Wie können Hotels trotz der fehlenden Bespielung der Fernmärkte dennoch ausländische Gäste an sich binden?
Binden kaum, da es sich bei den Freizeitgästen aus Übersee nur selten um wiederkehrende Reisende handelt. Es geht fast ausschliesslich um die Gewinnung von neuen Gästen. Einzelne Hotels haben hier kaum eine Chance selbst mit Marketing Individualgäste nach Bern zu locken. Viel entscheidender ist, dass sie die Buchbarkeit (in allen Sprachen) ankurbeln.

Die Vereinigung Bern Hotels befürchtet als Folge der fehlenden Bespielung der Fernmärkte einen Overtourism in der Stadt Bern, da die Hotels als Reaktion darauf das Marketing an Touranbieter auslagern könnten. Wie realistisch ist diese Darstellung?

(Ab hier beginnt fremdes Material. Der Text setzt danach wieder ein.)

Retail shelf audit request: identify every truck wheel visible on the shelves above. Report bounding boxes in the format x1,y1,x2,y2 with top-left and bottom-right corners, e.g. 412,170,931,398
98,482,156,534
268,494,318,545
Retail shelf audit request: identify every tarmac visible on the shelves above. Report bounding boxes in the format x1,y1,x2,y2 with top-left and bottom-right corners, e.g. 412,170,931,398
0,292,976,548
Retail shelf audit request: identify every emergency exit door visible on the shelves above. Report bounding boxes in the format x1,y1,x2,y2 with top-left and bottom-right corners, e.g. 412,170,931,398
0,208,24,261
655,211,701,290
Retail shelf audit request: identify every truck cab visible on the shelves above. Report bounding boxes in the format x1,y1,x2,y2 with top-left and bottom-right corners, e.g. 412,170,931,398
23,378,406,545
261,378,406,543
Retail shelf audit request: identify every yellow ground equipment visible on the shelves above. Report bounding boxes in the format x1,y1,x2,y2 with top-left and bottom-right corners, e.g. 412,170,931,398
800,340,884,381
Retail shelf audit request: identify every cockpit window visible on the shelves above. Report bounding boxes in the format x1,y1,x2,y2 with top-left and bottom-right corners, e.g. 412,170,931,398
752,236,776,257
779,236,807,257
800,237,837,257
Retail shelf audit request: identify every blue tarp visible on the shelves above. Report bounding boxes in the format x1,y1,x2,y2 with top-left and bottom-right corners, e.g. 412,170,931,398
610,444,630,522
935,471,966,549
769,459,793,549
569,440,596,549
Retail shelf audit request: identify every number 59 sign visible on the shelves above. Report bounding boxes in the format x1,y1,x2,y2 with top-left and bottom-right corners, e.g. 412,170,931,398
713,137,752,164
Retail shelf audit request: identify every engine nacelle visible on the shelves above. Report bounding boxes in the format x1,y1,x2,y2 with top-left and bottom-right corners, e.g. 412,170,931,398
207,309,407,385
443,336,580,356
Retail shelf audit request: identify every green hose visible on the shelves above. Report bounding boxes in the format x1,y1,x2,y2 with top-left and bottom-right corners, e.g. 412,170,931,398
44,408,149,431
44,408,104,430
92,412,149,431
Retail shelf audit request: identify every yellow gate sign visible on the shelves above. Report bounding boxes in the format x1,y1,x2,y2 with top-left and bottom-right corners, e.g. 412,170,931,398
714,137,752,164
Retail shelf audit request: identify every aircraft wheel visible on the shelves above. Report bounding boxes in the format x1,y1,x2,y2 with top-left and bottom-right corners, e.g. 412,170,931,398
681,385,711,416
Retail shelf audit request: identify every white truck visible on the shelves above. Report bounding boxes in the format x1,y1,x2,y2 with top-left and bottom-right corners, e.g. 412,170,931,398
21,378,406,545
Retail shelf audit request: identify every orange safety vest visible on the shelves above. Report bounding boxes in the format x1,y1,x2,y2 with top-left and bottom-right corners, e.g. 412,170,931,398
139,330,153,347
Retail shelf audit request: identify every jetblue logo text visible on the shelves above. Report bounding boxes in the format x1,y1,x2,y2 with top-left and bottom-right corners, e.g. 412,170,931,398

In Bern haben auch vor der Krise Überseemärkte nur 25 Prozent der Übernachtungen ausgemacht. Die Ausrichtung auf die Märkte wird im wesentlichen durch das Gesamtangebot an touristischen Attraktionen und Dienstleistungen vor Ort bestimmt. Einzelne Hotels haben hier nur sehr marginalen Einfluss.